Reinsurance buyers are rethinking their strategies and retention levels in the wake of two years that drove over $200 billion of losses through the sector, when the frequency of smaller to mid-sized losses has become a talking point, according to Willis Re.
“The frequency of catastrophe losses over the last two years continues to result in many primary insurers rethinking their strategy around retention levels. Several sustained storms may also lead to reconsideration of hours clauses by cedants and reinsurers. On the back of this unusual catastrophe experience, we expect to see further reinsurance program adjustments as the year progresses,” explained Vaughn Jensen, Executive Vice President and Head of North America Catastrophe Analytics at Willis Re.
As we explained recently, the insurance, reinsurance and insurance-linked securities (ILS) market has suffered $200 billion of losses across a period of roughly 18 months, with the mix of larger losses that experienced loss creep and frequent smaller to mid-sized catastrophe events driving impacts and issues through the marketplace, on alternative and traditional sides.

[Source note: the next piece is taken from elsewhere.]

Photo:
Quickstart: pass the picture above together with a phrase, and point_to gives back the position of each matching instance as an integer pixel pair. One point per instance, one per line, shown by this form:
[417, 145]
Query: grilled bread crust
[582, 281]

Willis Re highlights how these smaller to mid-sized losses have aggregated to create issues for some, but notes that the last two years of catastrophes is also driving re/insurers to rethink their protection buying.
The broker estimates that insurance and reinsurance market losses from major natural catastrophes in 2018 amounted to roughly $71.5 billion, which is slightly more than the firm’s annual average figure across the last eight years.
This compares to Swiss Re’s estimate for $79 billion of losses, across nat cat and man-made disasters, and Munich Re’s estimate of $80 billion of industry-wide catastrophe loss impacts.
With no single really major catastrophe loss in 2018, the total consists of numerous mid-sized and smaller industry loss events, which exacerbated issues for some in the ILS sector.
Karl Jones, Managing Director and Head of International Catastrophe Analytics at Willis Re, commented on what the broker says was an unusual year, “The industry experienced a large number of mid-sized natural catastrophes. Three events – the Camp Fire, Typhoon Jebi, and Hurricane Michael – have all reached at least the high single digit billions in insured losses, but only the Camp Fire seems likely to exceed the level of $10 billion. However, a large number of smaller, billion-dollar losses, principally storms, has added up to make 2018 a costly catastrophe year. With the exception of the major California wildfires, these losses are well within modelled expectations.”
While individually the losses are mostly within modelled expectations, it is their aggregation that perhaps wasn’t, at least not on the heels of a year like 2017.
Jensen explained how this impacted some players, “The re/insurance industry has now absorbed more than $200 billion worth of natural catastrophe losses over a two-year period. It has been a significant test for both traditional and ILS capacity but overall the sector’s capitalisation remains strong.
“The distribution of smaller catastrophes in 2018 has given retrocessionaires and excess of loss reinsurers some breathing spaces, with the clear exception of aggregate covers as well as accounts with a concentration of exposure in California.”